I recently heard of three mothers who’ve left their husband – and children. One even left the state in which her ex-husband and three children live. Sacrilege!
Although it’s not acceptable, it almost seems natural, how easily fathers can separate themselves from their children’s lives. Sadly it’s the more-often-than-not experience. But it’s hard for me to grasp that a mother could do the same. Mothers are the nurturers, the comforters, the arms children seek to feel safe and loved. So I get judgmental – gasp! How can a mother leave her child? Leaving her husband is one thing. But her children?! What kind of woman does that?

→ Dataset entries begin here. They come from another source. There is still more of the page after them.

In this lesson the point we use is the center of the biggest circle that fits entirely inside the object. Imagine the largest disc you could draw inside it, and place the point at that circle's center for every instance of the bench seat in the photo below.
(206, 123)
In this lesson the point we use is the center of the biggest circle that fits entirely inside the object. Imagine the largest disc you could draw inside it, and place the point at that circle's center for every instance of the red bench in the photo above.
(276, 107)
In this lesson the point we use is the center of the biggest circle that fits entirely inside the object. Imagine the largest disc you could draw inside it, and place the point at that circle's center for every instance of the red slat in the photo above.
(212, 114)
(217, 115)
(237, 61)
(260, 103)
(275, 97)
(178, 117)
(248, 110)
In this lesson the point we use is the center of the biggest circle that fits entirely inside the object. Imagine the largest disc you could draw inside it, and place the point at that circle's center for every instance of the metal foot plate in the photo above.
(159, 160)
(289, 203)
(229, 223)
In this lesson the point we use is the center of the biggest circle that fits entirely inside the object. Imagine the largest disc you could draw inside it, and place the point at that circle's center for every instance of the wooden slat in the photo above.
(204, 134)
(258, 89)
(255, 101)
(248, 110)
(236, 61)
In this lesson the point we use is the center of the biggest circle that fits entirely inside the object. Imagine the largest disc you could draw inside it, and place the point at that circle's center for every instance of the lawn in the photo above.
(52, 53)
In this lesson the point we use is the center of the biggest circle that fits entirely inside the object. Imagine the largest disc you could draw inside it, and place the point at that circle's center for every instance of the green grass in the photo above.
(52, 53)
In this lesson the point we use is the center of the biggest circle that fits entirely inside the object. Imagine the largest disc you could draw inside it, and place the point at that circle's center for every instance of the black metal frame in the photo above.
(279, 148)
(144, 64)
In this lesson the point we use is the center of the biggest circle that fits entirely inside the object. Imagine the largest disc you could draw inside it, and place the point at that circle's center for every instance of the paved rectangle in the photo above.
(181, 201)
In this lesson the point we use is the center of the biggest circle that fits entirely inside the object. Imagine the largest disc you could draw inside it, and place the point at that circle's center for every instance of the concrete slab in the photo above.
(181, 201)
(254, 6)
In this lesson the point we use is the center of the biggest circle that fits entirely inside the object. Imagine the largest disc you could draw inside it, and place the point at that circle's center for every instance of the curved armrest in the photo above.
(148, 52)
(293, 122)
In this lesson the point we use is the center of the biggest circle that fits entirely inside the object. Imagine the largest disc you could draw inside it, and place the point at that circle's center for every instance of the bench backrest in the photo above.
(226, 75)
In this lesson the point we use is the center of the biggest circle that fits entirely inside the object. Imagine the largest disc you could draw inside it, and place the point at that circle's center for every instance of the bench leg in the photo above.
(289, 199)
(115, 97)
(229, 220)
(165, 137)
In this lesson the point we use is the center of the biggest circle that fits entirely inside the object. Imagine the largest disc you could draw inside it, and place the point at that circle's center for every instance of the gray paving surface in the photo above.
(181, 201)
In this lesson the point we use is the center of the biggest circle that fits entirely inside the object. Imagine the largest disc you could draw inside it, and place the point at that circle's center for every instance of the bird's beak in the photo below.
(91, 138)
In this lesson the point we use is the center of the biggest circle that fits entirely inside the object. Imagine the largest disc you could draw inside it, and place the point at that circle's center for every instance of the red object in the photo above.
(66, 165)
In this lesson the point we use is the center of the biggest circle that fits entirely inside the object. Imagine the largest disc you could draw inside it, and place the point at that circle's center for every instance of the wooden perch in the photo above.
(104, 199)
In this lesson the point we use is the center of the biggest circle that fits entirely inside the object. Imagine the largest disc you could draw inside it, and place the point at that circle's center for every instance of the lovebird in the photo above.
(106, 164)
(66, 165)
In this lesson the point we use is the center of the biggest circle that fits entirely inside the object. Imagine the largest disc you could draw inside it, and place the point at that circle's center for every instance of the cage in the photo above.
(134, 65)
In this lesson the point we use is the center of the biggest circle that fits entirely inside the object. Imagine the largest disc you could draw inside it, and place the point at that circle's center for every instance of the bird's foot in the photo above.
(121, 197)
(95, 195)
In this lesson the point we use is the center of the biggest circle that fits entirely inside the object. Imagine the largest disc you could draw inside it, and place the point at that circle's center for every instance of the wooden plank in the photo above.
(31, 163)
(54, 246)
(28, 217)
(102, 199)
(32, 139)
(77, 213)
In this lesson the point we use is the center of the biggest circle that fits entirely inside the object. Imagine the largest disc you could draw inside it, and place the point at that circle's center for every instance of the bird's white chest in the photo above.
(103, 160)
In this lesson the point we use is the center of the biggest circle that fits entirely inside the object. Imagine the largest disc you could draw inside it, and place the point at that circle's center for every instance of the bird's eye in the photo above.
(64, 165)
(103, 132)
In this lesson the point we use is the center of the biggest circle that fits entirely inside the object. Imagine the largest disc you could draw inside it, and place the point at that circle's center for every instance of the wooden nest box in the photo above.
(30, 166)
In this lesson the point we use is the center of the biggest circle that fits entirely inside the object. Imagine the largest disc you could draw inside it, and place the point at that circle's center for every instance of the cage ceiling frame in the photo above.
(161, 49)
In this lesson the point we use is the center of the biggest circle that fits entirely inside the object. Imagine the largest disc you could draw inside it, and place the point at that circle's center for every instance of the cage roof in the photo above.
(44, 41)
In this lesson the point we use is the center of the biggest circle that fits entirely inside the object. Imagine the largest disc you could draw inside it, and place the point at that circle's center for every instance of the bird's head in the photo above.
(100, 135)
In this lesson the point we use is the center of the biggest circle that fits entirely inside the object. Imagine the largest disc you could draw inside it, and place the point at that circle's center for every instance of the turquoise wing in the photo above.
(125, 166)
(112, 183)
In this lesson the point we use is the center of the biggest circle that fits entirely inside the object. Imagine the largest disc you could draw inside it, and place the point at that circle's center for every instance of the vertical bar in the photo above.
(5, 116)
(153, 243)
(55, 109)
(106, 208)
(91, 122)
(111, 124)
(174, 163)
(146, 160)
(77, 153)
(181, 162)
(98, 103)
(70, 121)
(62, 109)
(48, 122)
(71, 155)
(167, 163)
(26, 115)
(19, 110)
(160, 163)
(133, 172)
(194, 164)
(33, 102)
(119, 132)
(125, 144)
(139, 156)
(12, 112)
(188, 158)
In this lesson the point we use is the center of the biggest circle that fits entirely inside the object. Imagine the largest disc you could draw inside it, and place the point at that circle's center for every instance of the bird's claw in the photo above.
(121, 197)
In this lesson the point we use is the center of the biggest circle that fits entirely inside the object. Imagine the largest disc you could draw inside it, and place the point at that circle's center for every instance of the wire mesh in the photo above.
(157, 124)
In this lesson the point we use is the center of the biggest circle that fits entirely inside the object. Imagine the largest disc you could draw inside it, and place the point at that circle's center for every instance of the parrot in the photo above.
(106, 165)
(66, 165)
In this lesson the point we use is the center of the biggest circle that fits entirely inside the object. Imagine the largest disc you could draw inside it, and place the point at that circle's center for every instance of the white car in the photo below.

When I get past my initial reaction, I take an honest tumble off my high horse. Although I don’t understand how a woman could leave her children – I can see why she would want to head for the hills and leave them in the valley. Parenting is hard.
As a single mom who left her ex, sometimes the guilt is crushing. More often than not I can’t sleep at night. My mind wanders, worries, is consumed with thoughts of my children. Will they be well-adjusted? Am I doing enough for them? Will they get the right education? Will they grow into self-sufficient adults with a healthy sense of right and wrong?
My waking hours aren’t much better. More often than not I’m exhausted from running kids here and there, caring for their every need, managing a house and working. My kids wear me down with constant bickering between themselves – and with me. Yea, those hills look pretty green. But I know me and I’ll be staying in the valley.
Does that make me a better mother? Not by a long-shot. I’ll admit, I fantasize about laying on a deserted beach, spending intimate evenings with a man, shopping for myself with no concern of a price tag. Some days I want to get in the car – and drive far, far away. Take an extended bath. Listen to the music I want to hear. Recapture the life I had before my existence revolved around my children. I’m not above the fantasy.
As it turns out, the men who are raising their children alone are doing amazing jobs. They are the mothers – and fathers – in their house. So I wonder, do the moms who left deserve a little more respect? Did they realize they could no longer handle their lives? Were they at a breaking point? Did they do their children a favor by leaving? Maybe they weren’t being selfish. Maybe they were overwhelmed.
Still my heart breaks for the children. Even if it was the right thing to do, it will be years before they understand. What’s unsettling to me is that I can understand it now.